Il 6 aprile prossimo un’equipe della RAI sarà a Bolzano e Rovereto per realizzare una trasmissione nazionale ideata dal maestro Paolo Curatolo sull’arte, la musica e la salute. La trasmissione vedrà protagonisti oltre che all’illustre concittadino Paolo Curatolo, esponenti autorevoli a livello mondiale , tra cui il dott. Matteo Bertelli, scienziato genetista , allievo e successore del Premio Nobel, Maria Rita Levi Montalcini, il dott. Arnaldo Volani presidente Nazionale dell’associazione Mozart Italia, Omar Careddu, violoncellista internazionale e ricercatore del linguaggio musicale come terapia e Roberto Satta, pianista e musicologo.

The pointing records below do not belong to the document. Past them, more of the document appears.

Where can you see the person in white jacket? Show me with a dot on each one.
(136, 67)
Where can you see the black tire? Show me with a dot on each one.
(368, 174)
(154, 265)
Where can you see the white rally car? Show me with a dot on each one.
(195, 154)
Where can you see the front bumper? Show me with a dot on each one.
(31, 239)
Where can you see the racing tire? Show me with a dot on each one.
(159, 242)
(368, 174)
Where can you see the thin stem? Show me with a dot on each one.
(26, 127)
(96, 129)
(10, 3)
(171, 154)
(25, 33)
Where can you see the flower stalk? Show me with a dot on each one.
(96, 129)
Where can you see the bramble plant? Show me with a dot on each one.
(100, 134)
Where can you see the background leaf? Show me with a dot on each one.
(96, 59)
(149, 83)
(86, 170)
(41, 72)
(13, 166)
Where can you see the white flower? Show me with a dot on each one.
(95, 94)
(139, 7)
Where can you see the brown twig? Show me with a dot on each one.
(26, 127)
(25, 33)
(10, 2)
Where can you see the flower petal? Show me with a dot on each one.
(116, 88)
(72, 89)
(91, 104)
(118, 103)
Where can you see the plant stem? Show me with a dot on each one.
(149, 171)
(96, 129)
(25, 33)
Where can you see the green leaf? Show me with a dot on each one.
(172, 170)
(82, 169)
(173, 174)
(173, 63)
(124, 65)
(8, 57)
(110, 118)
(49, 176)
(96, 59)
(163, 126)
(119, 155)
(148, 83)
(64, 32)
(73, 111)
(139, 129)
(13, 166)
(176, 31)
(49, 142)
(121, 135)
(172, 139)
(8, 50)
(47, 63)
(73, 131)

Paolo Curatolo, personalità di spicco della musicoterapia applicata e ideatore dello strumento innovativo della panca di risonanza corporea multicromatica, per la competenza nel settore è stato invitato a presiedere al convegno internazionale Arte Musica e Salute che si terrà a Bolzano l’8 aprile prossimo, presso il prestigioso centro Trevi.

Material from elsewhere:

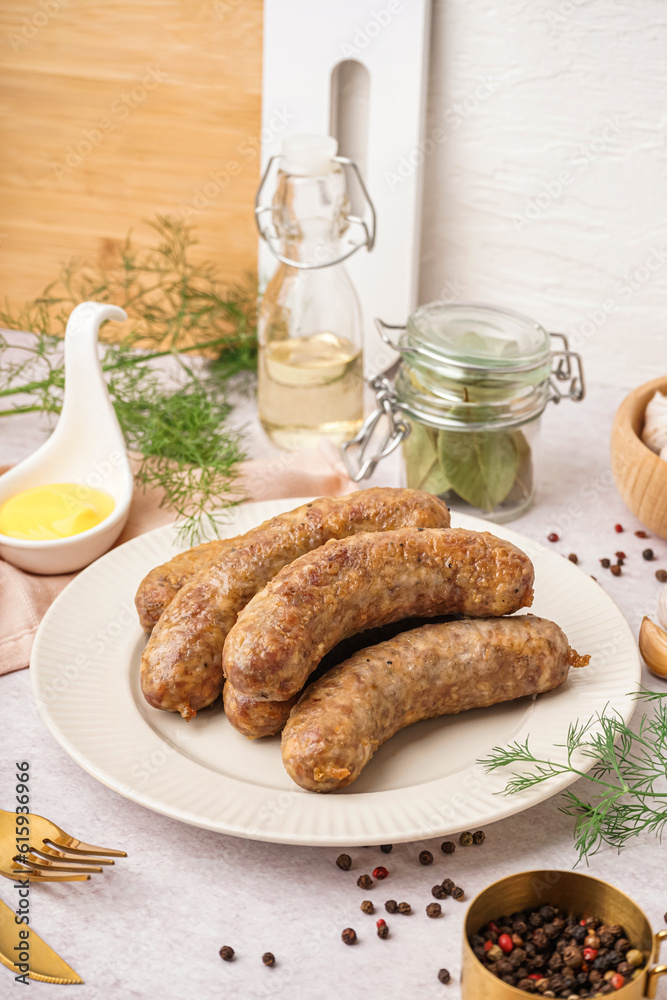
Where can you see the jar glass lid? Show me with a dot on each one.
(480, 336)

“Durante la permanenza a Bolzano – conclude l’assessore alla Cultura, Celeste Iacovino – Paolo Curatolo si è esibito con artisti di calibro internazionale come Maristella Patuzzi, violinista svizzera, parlamentare e consigliere comunale di Lugano e Omar Careddu, violoncellista e ricercatore, nella sede culturale storica del più importante circolo cittadino del capoluogo del Trentino Alto Adige. Ancora una volta la professionalità del nostro concittadino e direttore artistico del Teatro Verdi viene riconosciuta oltre i confini territoriali. È sicuramente questo un valore aggiunto per il territorio e la sperimentazione di ulteriori buone prassi a favore dei nostri concittadini affetti da patologie invalidanti”.